Просто Ланчия оставил в этом городе кое-что важное. И не мог не вернуться.

Улица сменялась улицей, безликие дома слепыми окнами взирали на непрошенного гостя. Кое-где всё еще сохранились вывески, плакаты, таблички с номерами домов. Кое-где виднелись позабытые детские игрушки и никому ненужная сломанная техника. Но больше всего на улицах было мусора и картонных коробок, словно после отъезда всех жителей город заняли бомжи и наркоманы, вывернувшие дома наизнанку и оставившие на улицах позабытый хозяевами ненужный хлам. Вот только и они потом этот город оставили. Почему? Ланчия мог бы дать странный ответ: просто в этом городе больше не могли существовать беззаботно-счастливые улыбки.

Он прошелся по знакомым улицам, заглянул в пару магазинчиков и баров, некогда привлекавших его внимание. Везде царило запустение, а от былого лоска не осталось и следа.

Дойдя до окраины, мужчина остановился. Пару минут он переминался с ноги на ногу, но затем двинулся к двухэтажному особняку, огороженному высоким решетчатым забором. Дом некогда сильного мафиозного клана заставлял серые глаза, измученные солнцем, щуриться еще сильнее. В памяти Ланчии вспыхивали картины, которые он хотел бы забыть навсегда, но вынужден был видеть снова. А впрочем, он сам приехал сюда. Приехал, чтобы всё вспомнить. И отдать дань уважения тем, кого уничтожил.

Скрипучая калитка нехотя распахнулась, пропуская незваного гостя на территорию усадьбы. Он лишился права находиться здесь, когда вырезал весь свой клан, но… он снова был здесь. И никто не кричал: «Проваливай, предатель!» Вот только предателем Ланчия не был. Он лишь четыре года назад сумел избавиться от контроля марионеточника, руководившего его действиями. И тогда же вспомнил всё, что совершил под контролем: каждую деталь, каждое окрашенное алым мгновение…

Засохший куст гортензии горестно протягивал к небу сухие ветви. Семь лет назад здесь остались лежать трое молодых мафиози со вспоротыми животами.

Тропинка из красного кирпича. В тот день она была алой, как никогда прежде. Да и после тоже… А сейчас ее застилал песок, полусгнившие листья и мусор.

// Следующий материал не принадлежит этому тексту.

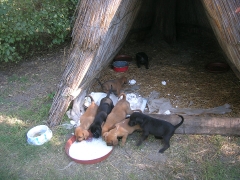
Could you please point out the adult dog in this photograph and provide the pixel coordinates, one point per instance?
(115, 84)
(121, 129)
(105, 107)
(118, 113)
(81, 132)
(158, 128)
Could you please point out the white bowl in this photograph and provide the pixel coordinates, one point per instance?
(38, 135)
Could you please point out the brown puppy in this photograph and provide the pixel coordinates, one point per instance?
(121, 129)
(81, 132)
(116, 85)
(118, 113)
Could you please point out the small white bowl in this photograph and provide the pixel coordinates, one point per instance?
(38, 135)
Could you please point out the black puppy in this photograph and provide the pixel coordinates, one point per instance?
(105, 107)
(158, 128)
(142, 58)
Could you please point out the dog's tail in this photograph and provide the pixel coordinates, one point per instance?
(92, 100)
(109, 92)
(99, 82)
(122, 94)
(179, 124)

Крыльцо из белого мрамора, некогда величественное и прекрасное, было разбито: кто-то явно пытался отколоть куски минерала, возможно, чтобы продать. Слепящее марево смазывало картинку, заставляя взгляд обернуться в прошлое: в день, когда на этом крыльце погибли двое лучших друзей убийцы.

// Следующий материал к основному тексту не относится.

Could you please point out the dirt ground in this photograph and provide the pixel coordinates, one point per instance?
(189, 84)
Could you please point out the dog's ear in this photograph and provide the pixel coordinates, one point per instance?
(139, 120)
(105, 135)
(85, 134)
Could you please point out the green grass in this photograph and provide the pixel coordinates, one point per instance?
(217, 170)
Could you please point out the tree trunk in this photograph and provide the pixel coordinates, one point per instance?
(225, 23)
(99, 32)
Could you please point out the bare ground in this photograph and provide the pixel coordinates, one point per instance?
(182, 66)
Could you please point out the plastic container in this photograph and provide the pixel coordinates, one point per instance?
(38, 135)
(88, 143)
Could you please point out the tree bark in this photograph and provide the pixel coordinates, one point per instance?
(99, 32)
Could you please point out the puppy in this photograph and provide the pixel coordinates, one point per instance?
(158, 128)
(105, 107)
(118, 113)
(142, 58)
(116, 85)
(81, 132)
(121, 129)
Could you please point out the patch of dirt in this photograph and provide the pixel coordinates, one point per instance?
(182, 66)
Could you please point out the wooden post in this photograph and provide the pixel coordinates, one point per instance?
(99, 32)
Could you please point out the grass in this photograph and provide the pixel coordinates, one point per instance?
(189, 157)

Дверь скрипнула, пропуская Ланчию внутрь дома. Прихожая встретила его темнотой и затхлостью, словно здесь давным-давно никого не было. Мужчина сделал несколько шагов к лестнице на второй этаж и замер. Некогда зеленый палас, прибитый к ступеням, всё еще был здесь. И свет, падавший сквозь большое окно, лишенное стекол, с улыбкой садиста очерчивал контуры огромного багряного пятна, ставшего за эти годы черным. Палас не забрали лишь потому, что на нем была кровь. Вот только если все остальные ковры усадьбы, украшенные похожими орнаментами, вызывали у Ланчии приглушенную боль и чувство вины, этот палас заставил его время остановиться. А затем повернуться вспять…

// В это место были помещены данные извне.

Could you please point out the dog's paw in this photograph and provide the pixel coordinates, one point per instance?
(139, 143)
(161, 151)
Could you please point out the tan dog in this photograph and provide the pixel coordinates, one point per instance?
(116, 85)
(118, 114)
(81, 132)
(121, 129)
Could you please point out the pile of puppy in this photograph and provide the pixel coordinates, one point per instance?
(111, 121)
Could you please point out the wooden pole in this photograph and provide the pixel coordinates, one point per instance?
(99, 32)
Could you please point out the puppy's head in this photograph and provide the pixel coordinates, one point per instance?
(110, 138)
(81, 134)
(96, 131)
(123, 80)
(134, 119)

«Не надо, пожалуйста, зачем ты это делаешь? Зачем?»

Она смотрела на него, стоя в закатных лучах. Словно мадонна в кафедральном соборе на фоне витражного окна.

«Ланчия, что с тобой? Это… это какое помешательство!»

Она тянула к нему руки, тонкие былые руки, лишенные оружия, в умоляющем жесте.

«Ты ведь потом возненавидишь себя… Это же наша семья!»